For the GREML analyses, the log reported the following descriptions when including PRS:

Performing REML analysis … (Note: may take hours depending on sample size).
1894 observations, 8 fixed effect(s), and 2 variance component(s)(including residual variance).

So there are 7 covariates and 1 intercept. Does this mean the t-test on beta shall be based on 1894-8, and the F test for R^2 shall be 1894-8+1, or will it be different given our sample includes related and unrelated individuals? Thank you again!

Conor is right, the degrees of freedom for the t-statistic is df = N-1-P (with N the number of observations, and P the number of parameters in the model).

From the gcta output, 1894-9-1=1884. Note that the variance component takes a degree of freedom too (you can think about it as estimating the variance, i.e. one extra parameter).

So the 1887 used in the script was a mistake, well spotted! This would have deserved a free cake or drink at an in person workshop. :cupcake:

That said, when the df is large (say greater than few hundreds or thousands) a small mistake like this barely changes the p-value.

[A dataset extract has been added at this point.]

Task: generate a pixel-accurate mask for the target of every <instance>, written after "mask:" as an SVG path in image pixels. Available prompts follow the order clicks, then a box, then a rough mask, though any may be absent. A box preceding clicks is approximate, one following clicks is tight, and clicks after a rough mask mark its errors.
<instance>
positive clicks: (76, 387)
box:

One last point, the likelihood ratio testing we use in OpenMx (e.g. compare nested models) relies a Chi2 test. Here, we can also use such test (thanks to the fact we have a high number of observations, and asymptotic equivalences of tests). Take (beta/SE)**2 as a test statistic, this follows a Chi2 distribution with 1 degree of freedom. This way you always get the df of the test correct!